Une initiative intéressante du SGMAP, soulignée par Colette Lanson dans un billet de blog récent, reporte le nouvel espace créé par le SGMAP, qui regroupe désormais les (des) documents disponibles sur chaque évaluation « MAP » lancée depuis 2012. 

 

En plus des documents disponibles incluant normalement le rapport final, l’état d’avancement de chaque évaluation en cours est indiqué. Un ‘tableau de bord’ récapitulant les sept grandes étapes du processus d’évaluation et de mise en œuvre de plan d’action (très important dans les évaluations « MAP ») se présente ainsi pour une évaluation terminée et qui a donné l’occasion à la publication de rapport : 

Source : http://www.modernisation.gouv.fr/laction-publique-se-transforme/en-evaluant-ses-politiques-publiques/toutes-les-evaluations-de-politiques-publiques.
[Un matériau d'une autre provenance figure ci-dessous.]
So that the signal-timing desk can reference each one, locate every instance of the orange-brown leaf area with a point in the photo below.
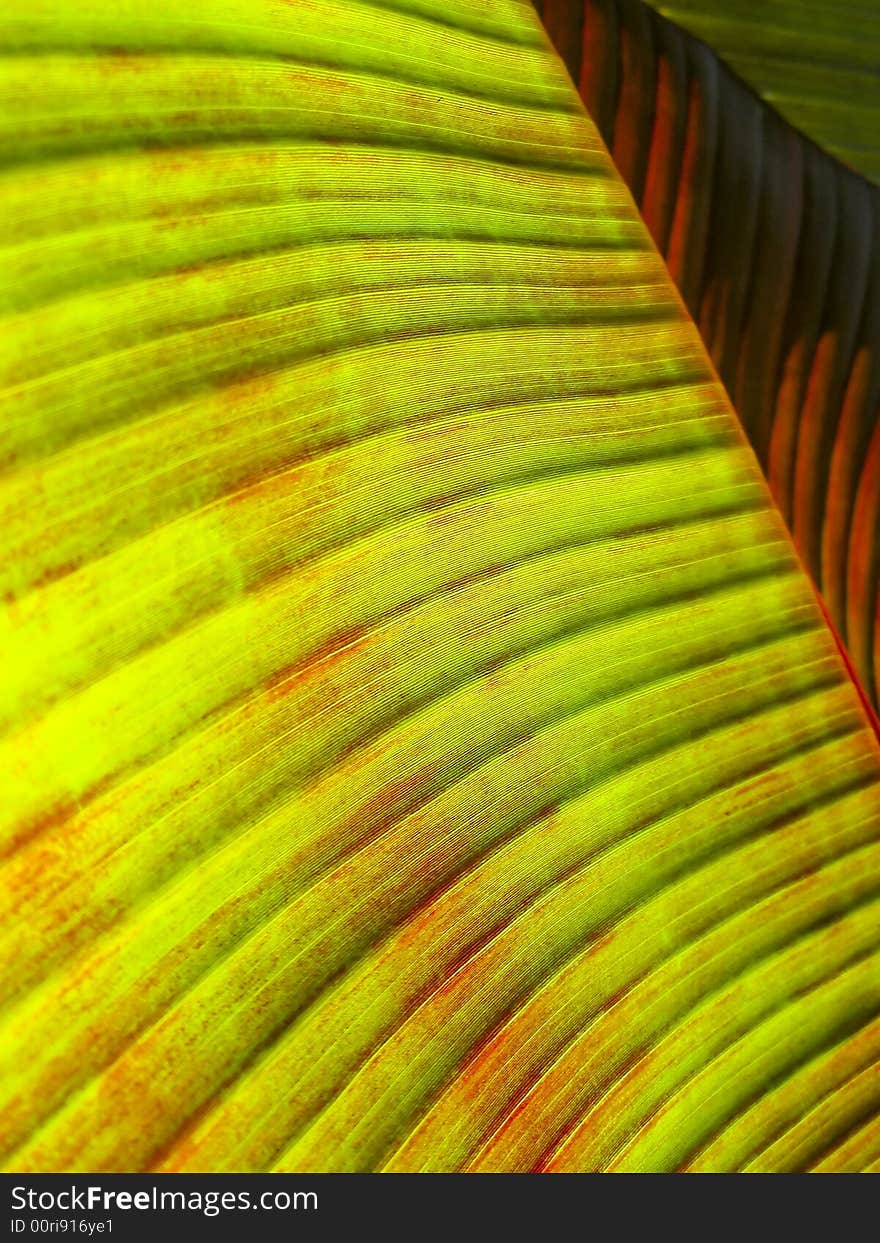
(421, 746)
(774, 246)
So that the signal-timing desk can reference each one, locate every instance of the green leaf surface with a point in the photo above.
(421, 747)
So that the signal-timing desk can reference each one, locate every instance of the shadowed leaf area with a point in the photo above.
(421, 745)
(776, 250)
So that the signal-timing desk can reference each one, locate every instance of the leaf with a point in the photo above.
(423, 747)
(776, 250)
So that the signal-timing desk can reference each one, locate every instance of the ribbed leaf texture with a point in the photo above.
(776, 250)
(423, 745)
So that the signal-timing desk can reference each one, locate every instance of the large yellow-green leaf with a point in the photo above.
(423, 747)
(776, 250)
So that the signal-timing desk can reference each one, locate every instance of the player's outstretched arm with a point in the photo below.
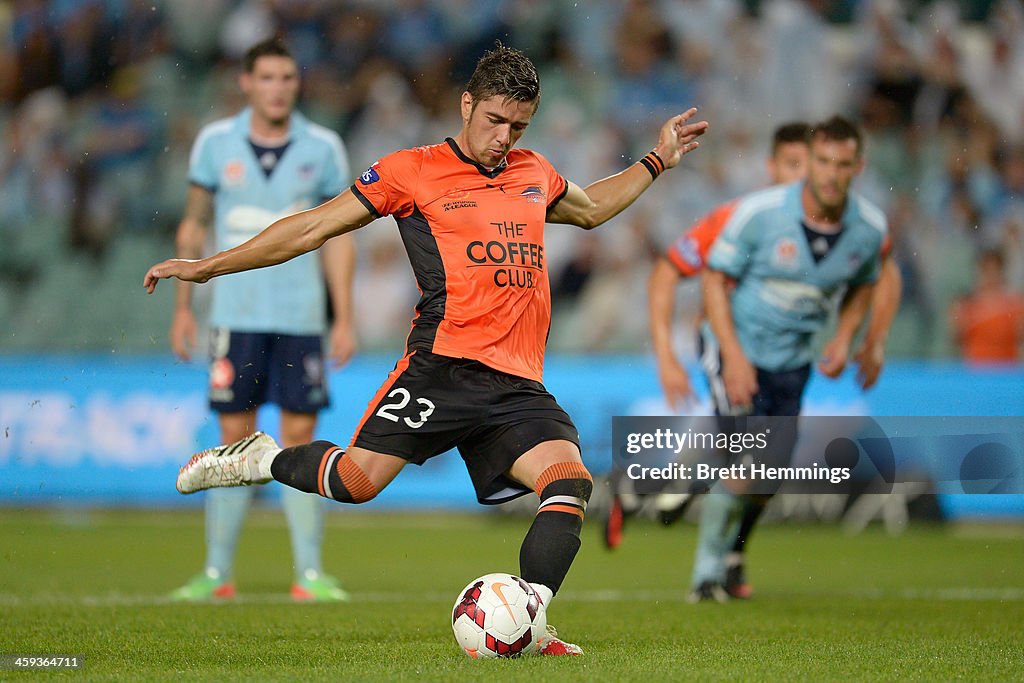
(885, 304)
(660, 307)
(282, 241)
(837, 352)
(602, 200)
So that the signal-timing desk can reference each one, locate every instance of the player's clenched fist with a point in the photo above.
(186, 269)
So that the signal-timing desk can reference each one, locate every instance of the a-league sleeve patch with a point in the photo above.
(370, 176)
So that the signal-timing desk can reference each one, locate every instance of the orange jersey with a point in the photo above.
(689, 252)
(475, 240)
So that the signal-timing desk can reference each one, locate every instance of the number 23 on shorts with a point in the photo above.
(400, 398)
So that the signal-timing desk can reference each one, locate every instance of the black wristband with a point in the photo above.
(652, 162)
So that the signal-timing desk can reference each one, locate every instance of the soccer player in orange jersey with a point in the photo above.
(471, 211)
(687, 257)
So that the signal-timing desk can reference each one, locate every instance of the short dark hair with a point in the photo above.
(838, 129)
(271, 47)
(506, 72)
(787, 133)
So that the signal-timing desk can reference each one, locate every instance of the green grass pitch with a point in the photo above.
(935, 603)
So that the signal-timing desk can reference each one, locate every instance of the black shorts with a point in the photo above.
(249, 369)
(431, 403)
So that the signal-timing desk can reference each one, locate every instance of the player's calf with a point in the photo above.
(325, 469)
(553, 539)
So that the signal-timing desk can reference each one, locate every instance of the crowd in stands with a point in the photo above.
(100, 101)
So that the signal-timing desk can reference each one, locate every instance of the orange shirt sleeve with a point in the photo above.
(387, 187)
(689, 252)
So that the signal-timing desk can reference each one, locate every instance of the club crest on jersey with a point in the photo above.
(370, 176)
(785, 253)
(233, 173)
(532, 194)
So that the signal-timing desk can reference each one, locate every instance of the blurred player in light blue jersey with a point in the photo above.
(793, 252)
(266, 326)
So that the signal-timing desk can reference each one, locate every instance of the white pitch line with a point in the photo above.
(965, 594)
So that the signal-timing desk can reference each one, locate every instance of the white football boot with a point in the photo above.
(239, 464)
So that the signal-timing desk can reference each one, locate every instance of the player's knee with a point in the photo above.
(564, 487)
(352, 483)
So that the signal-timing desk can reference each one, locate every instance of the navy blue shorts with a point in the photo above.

Dans son billet de blog préalablement cité, Colette Lanson souligne l’effort de transparence que représente cette recension d’évaluations, tout en regrettant qu’il manque certains rapports. A sa suite, nous ne pouvons qu’insister et demander une accessibilité publique complète de tous les rapports : à la date de rédaction de billet, nous constatons la publication de 42 rapports, pour 59 évaluations. Cette accessibilité participe en effet pleinement à ce que les anglo-saxons nomment par le vocable d’accountability, le fait que les pouvoirs publics rendent des comptes aux citoyens sur l’action qu’ils mènent. Cette transparence s’inscrit pleinement dans la volonté de transparence et d’open data affichée par le gouvernement.

Quel futur de l’évaluation en France ?

La manière dont les contenus des évaluations du SGMAP seront mobilisés pour transformer les futures politiques publiques mises en œuvre participera du futur de l’évaluation en France, tout comme les autres initiatives d’évaluations à venir, qu’elles soient administratives ou plus « scientifiques ». De nombreux observateurs constatent que l’existence de différentes « scènes » ou « chapelles » de l’évaluation (voir par exemple ici et) : cabinets privés pratiquant de l’évaluation à dominante qualitative, chercheurs réalisant souvent des évaluations quantitatives, Corps d’inspection, Cour des Comptes… Ces mêmes observateurs font le constat d’un déficit de communication entre ces différentes « chapelles », même si des liens existent. Le manque de communication entre les unes et les autres est sans doute préjudiciable à l’établissement de conditions à la mise en œuvre d’évaluations de qualité et qui donnent plus de sens à l’action publique. Le présent, mais aussi le futur proche de l’évaluation seront l’objet des prochains travaux des XIIèmes Journées françaises de l’évaluation (« Evaluer, Evoluer ») organisées par la Société française de l’évaluation. Cette conférence bisannuelle, faisant suite à la conférence de 2013, se déroulera en 2015 à Montpellier les 18 et 19 juin. Ces « JFE » permettront de fortifier notre connaissance du panorama évaluatif en France et de dresser les dernières évolutions autour de l’évaluation, dans un esprit pluraliste cher à la SFE en mariant débat et interdisciplinarité.